If a shareholder with shares in a company who has voting rights – considers the affairs of a company are being, or have been, conducted in a manner which causes their interests to be unfairly prejudiced, they can bring a petition under section 994 of the Companies Act 2006.
If a court determines that the petition is well founded, it can make an order granting the applicant relief from the matters complained of in that petition.
This article will focus on the forms of relief available to shareholders.
Forms of relief
In accordance with section 996(1) of the Companies Act 2006, the court has broad discretion to make any order that it sees fit for giving relief in respect of the matters complained of. Notwithstanding this discretion, section 996(2) of the Act sets out a list of the potential orders that a court may make.

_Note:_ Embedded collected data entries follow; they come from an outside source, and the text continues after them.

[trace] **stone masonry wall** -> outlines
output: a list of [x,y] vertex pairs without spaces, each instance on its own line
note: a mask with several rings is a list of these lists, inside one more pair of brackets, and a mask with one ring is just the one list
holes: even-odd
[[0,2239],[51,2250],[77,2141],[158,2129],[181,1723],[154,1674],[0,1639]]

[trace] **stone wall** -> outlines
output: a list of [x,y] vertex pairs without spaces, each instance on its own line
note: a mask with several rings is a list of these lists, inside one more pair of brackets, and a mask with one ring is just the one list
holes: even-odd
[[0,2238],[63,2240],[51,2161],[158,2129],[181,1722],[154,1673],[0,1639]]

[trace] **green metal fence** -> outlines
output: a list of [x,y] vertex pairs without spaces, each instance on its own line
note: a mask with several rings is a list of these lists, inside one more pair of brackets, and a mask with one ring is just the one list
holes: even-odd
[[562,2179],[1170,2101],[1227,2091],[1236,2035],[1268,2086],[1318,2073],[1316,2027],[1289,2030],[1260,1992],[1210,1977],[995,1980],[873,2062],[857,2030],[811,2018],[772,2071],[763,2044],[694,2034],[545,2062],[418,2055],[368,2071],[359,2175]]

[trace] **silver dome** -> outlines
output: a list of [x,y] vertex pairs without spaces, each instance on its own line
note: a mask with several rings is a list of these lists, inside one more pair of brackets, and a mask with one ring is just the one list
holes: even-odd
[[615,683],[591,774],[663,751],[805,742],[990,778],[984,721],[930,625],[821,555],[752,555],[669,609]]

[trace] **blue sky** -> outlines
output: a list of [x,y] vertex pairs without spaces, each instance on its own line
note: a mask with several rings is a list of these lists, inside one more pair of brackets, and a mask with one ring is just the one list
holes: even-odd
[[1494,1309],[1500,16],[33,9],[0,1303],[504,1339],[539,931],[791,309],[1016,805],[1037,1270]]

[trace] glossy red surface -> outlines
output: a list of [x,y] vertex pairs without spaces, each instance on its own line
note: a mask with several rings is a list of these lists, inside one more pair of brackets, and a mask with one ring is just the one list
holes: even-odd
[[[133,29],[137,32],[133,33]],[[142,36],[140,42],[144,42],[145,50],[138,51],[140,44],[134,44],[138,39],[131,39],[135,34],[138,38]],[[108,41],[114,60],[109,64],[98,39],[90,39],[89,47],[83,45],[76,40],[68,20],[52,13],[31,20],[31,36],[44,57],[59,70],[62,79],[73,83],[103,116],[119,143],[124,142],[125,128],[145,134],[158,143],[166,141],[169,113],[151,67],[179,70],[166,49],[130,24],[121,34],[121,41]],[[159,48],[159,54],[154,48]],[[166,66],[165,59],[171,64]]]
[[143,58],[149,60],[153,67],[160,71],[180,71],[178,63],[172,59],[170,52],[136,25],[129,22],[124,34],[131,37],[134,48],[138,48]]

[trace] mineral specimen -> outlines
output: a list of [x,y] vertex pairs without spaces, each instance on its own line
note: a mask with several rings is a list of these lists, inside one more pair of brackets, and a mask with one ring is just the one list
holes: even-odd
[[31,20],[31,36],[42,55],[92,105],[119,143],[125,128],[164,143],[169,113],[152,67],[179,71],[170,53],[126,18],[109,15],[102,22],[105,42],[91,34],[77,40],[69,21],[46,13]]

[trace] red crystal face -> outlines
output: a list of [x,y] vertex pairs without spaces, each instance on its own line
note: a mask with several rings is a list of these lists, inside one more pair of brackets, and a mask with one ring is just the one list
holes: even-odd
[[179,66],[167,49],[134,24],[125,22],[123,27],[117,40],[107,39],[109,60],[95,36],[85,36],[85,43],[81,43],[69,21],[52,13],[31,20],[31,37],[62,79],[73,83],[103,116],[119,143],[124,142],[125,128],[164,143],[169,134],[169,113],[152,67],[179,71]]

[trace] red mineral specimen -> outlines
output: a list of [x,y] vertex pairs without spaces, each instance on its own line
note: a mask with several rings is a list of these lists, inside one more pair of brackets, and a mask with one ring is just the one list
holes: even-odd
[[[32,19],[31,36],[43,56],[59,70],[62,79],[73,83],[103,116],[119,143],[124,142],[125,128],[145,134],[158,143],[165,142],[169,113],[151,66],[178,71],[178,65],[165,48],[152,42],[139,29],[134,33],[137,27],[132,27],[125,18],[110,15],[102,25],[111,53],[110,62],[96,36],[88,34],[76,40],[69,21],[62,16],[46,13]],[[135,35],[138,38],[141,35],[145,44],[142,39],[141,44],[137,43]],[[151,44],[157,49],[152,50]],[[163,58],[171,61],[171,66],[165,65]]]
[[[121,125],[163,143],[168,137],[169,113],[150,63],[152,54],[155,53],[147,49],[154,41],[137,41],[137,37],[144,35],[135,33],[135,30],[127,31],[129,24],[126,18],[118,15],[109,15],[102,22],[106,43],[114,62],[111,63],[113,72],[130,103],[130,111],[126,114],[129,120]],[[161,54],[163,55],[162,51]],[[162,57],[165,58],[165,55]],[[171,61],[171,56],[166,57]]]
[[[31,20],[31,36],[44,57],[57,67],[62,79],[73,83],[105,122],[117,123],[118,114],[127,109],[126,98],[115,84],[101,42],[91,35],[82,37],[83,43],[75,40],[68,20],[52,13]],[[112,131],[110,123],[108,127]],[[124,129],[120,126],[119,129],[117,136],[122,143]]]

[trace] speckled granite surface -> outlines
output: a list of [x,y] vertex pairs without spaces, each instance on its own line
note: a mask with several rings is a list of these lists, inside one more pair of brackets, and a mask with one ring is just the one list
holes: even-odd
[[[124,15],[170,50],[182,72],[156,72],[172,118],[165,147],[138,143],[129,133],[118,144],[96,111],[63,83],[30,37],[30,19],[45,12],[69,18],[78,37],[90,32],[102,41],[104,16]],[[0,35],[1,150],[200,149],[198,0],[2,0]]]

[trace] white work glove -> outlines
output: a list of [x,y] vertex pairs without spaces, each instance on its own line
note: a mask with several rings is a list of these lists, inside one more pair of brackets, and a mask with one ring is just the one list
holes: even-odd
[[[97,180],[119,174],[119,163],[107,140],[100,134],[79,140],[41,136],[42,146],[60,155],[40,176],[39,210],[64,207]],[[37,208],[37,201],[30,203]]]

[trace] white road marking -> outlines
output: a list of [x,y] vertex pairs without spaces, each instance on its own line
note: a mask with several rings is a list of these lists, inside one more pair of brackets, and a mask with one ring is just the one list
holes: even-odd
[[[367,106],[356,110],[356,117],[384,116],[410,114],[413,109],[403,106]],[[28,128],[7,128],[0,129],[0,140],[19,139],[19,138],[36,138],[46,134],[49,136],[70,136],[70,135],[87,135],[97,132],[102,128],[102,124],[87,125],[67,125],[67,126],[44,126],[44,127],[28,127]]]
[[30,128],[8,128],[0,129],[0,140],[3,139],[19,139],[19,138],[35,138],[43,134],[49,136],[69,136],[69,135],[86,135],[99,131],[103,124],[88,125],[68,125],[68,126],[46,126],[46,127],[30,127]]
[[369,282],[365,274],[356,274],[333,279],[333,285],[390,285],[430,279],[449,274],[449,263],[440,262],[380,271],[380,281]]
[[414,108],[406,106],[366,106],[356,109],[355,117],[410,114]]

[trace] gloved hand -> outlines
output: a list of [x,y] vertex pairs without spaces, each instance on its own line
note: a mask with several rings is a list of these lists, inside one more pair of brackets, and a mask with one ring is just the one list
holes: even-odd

These include orders to:
(a) Regulate the conduct of the company’s affairs in the future
(b) Require the company –
(i) To refrain from doing or continuing an act complained of
(ii) To carry out an act that the petitioner has complained it has omitted to do
(c) Authorise civil proceedings to be brought in the name of, and on behalf of, the company by such person or persons and on such terms as the court may direct
(d) Require the company not to make any, or any specified, alterations in its articles without the leave of the court
(e) Provide for the purchase of the shares of any members of the company by other members or by the company itself and, in the case of a purchase by the company itself, the reduction of the company’s capital accordingly.
The reality of relief
Unfairly prejudicial conduct against a shareholder usually leads to the complete breakdown in the relationship between the parties. As a result, the most common form of relief ordered by a court falls within the latter option above – requiring the purchase of shares.
We regularly see courts ordering that a shareholder’s shares should be purchased by the other company members or, in some scenarios, the company itself. In exceptional cases, where a court determines that a shareholder’s conduct demonstrates they are unfit to run the company, the court may order their shares be sold to the petitioning, shareholder.
Purchase orders can be beneficial as they provide the parties with a “clean break” from each other and allow the company to continue to operate without the need for the ongoing involvement of the conflicting members or the court.
However, purchase orders are not suitable in all circumstances as the relief ordered by a court must always be proportionate to the unfair prejudice that has been suffered.
Where a court determines the prejudicial conduct of a member was relatively modest, a purchase order might be a disproportionate remedy. In such circumstances it may be more appropriate for a court to either consider one of the alternative forms of relief set out in section 996(2) or use its discretion to order a more appropriate remedy.